RAMI G. KHOURI: What happened in 2005 is not the same as what’s happening now. That was a movement by about half the country to push out what they saw as a foreign occupier, which was Syria. Now the question is whether the movement of change that’s happening all over the Arab world will get into Lebanon. I don’t think it will. If you look at the Lebanese system, it’s a system in which every group in the country, every sectarian or religious group, eighteen of them, have official slices of the pie. They all have a share of parliament, generals in the army, ambassadors, senior bureaucratic positions. The system is designed in a way to institutionalize power sharing and divide up the assets of the state among the different confessional groups. Therefore, there is a huge difference between what’s going on in Lebanon and what’s going on in the rest of the Arab world. In other countries, citizens are challenging a strong state that they believe is illegitimate and denies their rights. In Lebanon, you have a weak state, but that weak state is the vehicle through which citizens are actually empowered and have access to the resources of the state and its services and its jobs.

 

CAIRO REVIEW: How do the changes affect the Israeli–Palestinian conflict?

RAMI G. KHOURI: It’s hard to tell. I think the only thing we can say right now is that a more democratic Arab world will naturally express more support for the Palestinian people. How is that expressed? Is it just rhetoric? Or is it security council votes, or sending aid? We just don’t know. But definitely there will be more support for the Palestinian people, which will create more stress on Israel. There will probably be more clarity and diplomatic vigor in the Arab countries saying to Israel, “Okay, we put this peace treaty on the table in 2002. We’re prepared to live with Israel as a predominantly Jewish state with a strong Arab minority. We’re prepared to live with you in peace and accept you like Egypt and Jordan have done. Let’s get off the fence and solve this conflict and Israel [must] do what it has to do to meet its obligations, end the refugee crisis, create a Palestinian state, and withdraw from the land it occupied in 1967.” So you’ll probably see this movement in Arab–Israeli negotiations. It might start unilaterally with Syrians, it’s hard to tell. If this Arab democratic wave reaches Syria, and Syria changes substantially, this will have huge implications. A change in Syria will have implications for Hezbollah, Hamas, and Iran. So the geopolitics of the region will evolve in some form that we can’t predict right now. I don’t think it will lead to new wars. I think it will lead to intense new diplomatic and political pressures to end the conflict in equitable ways.

 

CAIRO REVIEW: Is Israel capable of responding to a democratic voice from the Arab world?
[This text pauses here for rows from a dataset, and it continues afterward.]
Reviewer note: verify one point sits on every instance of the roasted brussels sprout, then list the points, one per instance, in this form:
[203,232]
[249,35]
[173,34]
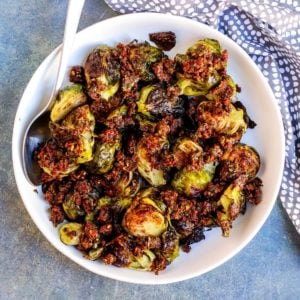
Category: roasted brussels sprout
[145,124]
[153,175]
[145,153]
[102,73]
[199,67]
[144,218]
[118,112]
[69,233]
[136,61]
[224,91]
[215,121]
[191,183]
[158,101]
[53,160]
[190,87]
[82,121]
[241,160]
[94,254]
[142,262]
[229,206]
[186,146]
[104,157]
[71,209]
[170,244]
[67,99]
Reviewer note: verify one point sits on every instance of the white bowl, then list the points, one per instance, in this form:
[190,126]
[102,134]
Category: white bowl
[267,138]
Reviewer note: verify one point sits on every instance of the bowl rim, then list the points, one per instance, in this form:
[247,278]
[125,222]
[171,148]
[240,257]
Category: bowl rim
[136,16]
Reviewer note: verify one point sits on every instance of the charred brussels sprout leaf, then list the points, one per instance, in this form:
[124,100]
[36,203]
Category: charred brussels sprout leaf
[205,45]
[52,155]
[82,121]
[104,157]
[140,57]
[170,242]
[191,183]
[191,87]
[187,146]
[69,233]
[241,160]
[221,122]
[199,67]
[157,101]
[102,73]
[94,254]
[144,218]
[229,207]
[223,91]
[68,99]
[118,112]
[154,176]
[70,208]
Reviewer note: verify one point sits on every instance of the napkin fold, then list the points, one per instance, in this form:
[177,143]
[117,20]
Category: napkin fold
[269,31]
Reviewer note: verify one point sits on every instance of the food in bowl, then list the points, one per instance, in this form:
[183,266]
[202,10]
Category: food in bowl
[145,154]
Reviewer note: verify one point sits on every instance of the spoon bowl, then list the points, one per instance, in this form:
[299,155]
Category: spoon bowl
[38,131]
[37,134]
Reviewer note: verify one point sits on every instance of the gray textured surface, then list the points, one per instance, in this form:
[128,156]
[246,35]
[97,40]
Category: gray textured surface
[268,268]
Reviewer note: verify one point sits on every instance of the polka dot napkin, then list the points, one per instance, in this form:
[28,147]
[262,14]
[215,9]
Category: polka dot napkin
[269,31]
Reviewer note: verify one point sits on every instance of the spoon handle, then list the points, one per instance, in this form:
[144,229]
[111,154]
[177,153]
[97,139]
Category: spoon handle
[71,25]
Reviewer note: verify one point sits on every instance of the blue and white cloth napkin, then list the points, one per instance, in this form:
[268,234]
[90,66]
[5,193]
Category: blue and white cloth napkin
[269,31]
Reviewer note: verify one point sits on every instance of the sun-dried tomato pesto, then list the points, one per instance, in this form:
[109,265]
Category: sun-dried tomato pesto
[151,157]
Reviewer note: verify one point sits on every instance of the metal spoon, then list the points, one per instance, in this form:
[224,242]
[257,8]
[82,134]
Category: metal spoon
[38,130]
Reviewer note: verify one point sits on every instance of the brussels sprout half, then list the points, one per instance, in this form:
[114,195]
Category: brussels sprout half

RAMI G. KHOURI: Under its present government, no. Israel is not capable of doing anything other than continued colonial oppression of the Palestinians in defiance of world legal norms. But the Israelis for fifty-five or sixty years have been saying that they are the only democracy in the region. If they are no longer the only democracy, that presumably should be a good thing for them. They presumably would welcome dealing with other democracies. I think they would. I think democracies would deal with each other in a more rational way. You’ll have the possibility to end the Arab–Israeli conflict in the way, for example, that the Northern Ireland conflict was resolved, through a democratic negotiation through equal partners. With no pussyfooting around, but by being more clear, making tough, courageous decisions and concessions, but concessions that are done by both sides that each side gets their basic minimum rights. I think that’s a possibility, but it's not going to happen under the present leadership.